All, or Nothing at All se déroule pourtant dans un endroit bel et bien réel, l’action ne sort en effet quasiment jamais des murs de Global Harbor, un immense centre commercial de Shanghai tellement rempli d’écrans et de néons qu’on dirait à la fois un luxueux casino et un aquarium démesuré. Le lieu est si fou que pour un peu, Jiajun “Oscar” Zhang pourrait se contenter d’allumer sa caméra que la captation capterait déjà toute notre attention. Or le cinéaste vise bien sûr beaucoup plus haut et son ambitieuse mise en scène crée régulièrement un vertige qui fait complètement oublier qu’on est enfermé dans un lieu unique.

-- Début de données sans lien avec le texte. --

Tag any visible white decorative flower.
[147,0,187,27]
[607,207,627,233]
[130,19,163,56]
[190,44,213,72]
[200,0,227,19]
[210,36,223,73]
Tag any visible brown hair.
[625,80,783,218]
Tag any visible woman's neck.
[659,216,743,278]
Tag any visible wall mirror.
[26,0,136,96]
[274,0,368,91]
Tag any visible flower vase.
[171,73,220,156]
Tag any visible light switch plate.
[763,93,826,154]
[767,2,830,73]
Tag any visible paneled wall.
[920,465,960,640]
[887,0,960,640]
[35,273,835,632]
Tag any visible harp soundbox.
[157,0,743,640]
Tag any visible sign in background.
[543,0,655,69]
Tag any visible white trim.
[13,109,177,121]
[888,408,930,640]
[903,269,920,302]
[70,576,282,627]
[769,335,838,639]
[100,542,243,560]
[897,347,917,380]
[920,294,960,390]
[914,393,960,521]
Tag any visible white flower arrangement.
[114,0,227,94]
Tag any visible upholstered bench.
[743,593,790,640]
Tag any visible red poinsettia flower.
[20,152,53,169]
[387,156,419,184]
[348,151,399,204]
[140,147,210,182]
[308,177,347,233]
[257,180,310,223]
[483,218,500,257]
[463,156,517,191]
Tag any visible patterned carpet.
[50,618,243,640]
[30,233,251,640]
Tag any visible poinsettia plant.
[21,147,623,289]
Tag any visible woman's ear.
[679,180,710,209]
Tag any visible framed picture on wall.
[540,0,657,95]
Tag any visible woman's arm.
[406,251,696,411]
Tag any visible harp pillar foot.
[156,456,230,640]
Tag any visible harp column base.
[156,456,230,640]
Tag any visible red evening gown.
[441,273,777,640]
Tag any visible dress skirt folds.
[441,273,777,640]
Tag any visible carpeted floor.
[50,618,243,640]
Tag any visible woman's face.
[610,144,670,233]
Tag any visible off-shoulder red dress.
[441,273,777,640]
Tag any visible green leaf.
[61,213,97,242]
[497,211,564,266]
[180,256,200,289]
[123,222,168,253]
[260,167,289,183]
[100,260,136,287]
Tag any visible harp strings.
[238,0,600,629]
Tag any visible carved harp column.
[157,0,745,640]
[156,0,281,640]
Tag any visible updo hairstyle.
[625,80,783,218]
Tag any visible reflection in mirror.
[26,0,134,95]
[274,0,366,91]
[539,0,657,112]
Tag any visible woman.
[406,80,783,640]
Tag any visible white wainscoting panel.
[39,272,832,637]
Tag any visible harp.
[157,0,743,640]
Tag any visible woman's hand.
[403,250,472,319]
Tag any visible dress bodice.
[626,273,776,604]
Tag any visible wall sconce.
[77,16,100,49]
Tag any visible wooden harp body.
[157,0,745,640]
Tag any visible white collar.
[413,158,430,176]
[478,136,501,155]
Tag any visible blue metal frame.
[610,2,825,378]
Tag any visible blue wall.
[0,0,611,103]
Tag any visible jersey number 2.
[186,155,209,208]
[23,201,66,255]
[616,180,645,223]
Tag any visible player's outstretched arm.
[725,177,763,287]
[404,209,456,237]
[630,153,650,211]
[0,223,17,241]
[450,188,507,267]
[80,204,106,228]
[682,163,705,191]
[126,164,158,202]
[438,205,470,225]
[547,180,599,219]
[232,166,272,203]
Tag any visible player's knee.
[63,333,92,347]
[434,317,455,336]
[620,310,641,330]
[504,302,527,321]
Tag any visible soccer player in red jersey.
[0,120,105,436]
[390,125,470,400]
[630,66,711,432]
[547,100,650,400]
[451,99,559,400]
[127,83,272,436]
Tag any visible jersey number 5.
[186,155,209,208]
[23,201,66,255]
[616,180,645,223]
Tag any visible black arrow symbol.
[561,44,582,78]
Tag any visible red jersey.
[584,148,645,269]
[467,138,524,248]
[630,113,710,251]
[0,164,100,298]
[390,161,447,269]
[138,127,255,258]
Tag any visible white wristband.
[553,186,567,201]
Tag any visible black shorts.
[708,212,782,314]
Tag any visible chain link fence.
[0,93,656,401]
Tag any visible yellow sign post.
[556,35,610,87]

Qu’il s’agisse d’images captées à la volée au téléphone portable, de compositions géométriques en contre-plongée où les escalators s’enchainent et se croisent à l’infini ou bien de chatoyantes bulles de lumière électrique, il n’y a pas un seul plan d’All, or Nothing at All qui ne soit d’une remarquable élégance, qui n’explose de couleurs vibrantes. Comme dans de plus en plus de films d’auteurs chinois, quelqu’un est d’ailleurs spécifiquement crédité à la colorimétrie au générique.

« A Glogal Harbor, la vie est plus exaltante et chaleureuse » clame le slogan, et ce n’est peut-être pas si faux que ça. Les jeunes gens qui déambulent dans ce lieu de transit semblent n’avoir aucune attache avec le monde extérieur, dont on se demande d’ailleurs s’il existe toujours. « J’aime flotter en venant ici » résume l’une d’entre elles, prête à être cueillie par la romance. Une fille croise à plusieurs reprises un danseur préparant une performance publique, et plus loin un garçon drague une vendeuse en soins cosmétiques.  Ces deux récits ne se mélangent pas, sont traités chacun à leur tour et possèdent leur propre ton. Si le deuxième est le plus réaliste des deux, il déjoue néanmoins les attentes en évitant toute sociologie du monde du travail. C’est aussi la partie du film où le rythme de ces déambulations en apesanteur cache le moins sa torpeur.

La première partie, quant à elle, rue avec bonheur dans les brancards d’un romantisme fort : les images y sont davantage ralenties, comme si les personnages étaient sans cesse sur le point de prendre leur élan vers quelque chose d’immense. Elle offre même des visions poétiques puissantes comme une chute de neige en intérieur ou un opéra impromptu. On ne peut pas dire qu’il se passe mille et un événements dans All, or Nothing at All, les rencontres amoureuses demeurent le plus souvent en pointillés quitte à risquer la stagnation, mais la mise en image de Zhang apporte à leur errance un relief particulièrement riche et contemporain. La superbe bande originale qui va de l’électro mélancolique au hip-hop sauce 80’s achève de rendre cette immersion irrésistible.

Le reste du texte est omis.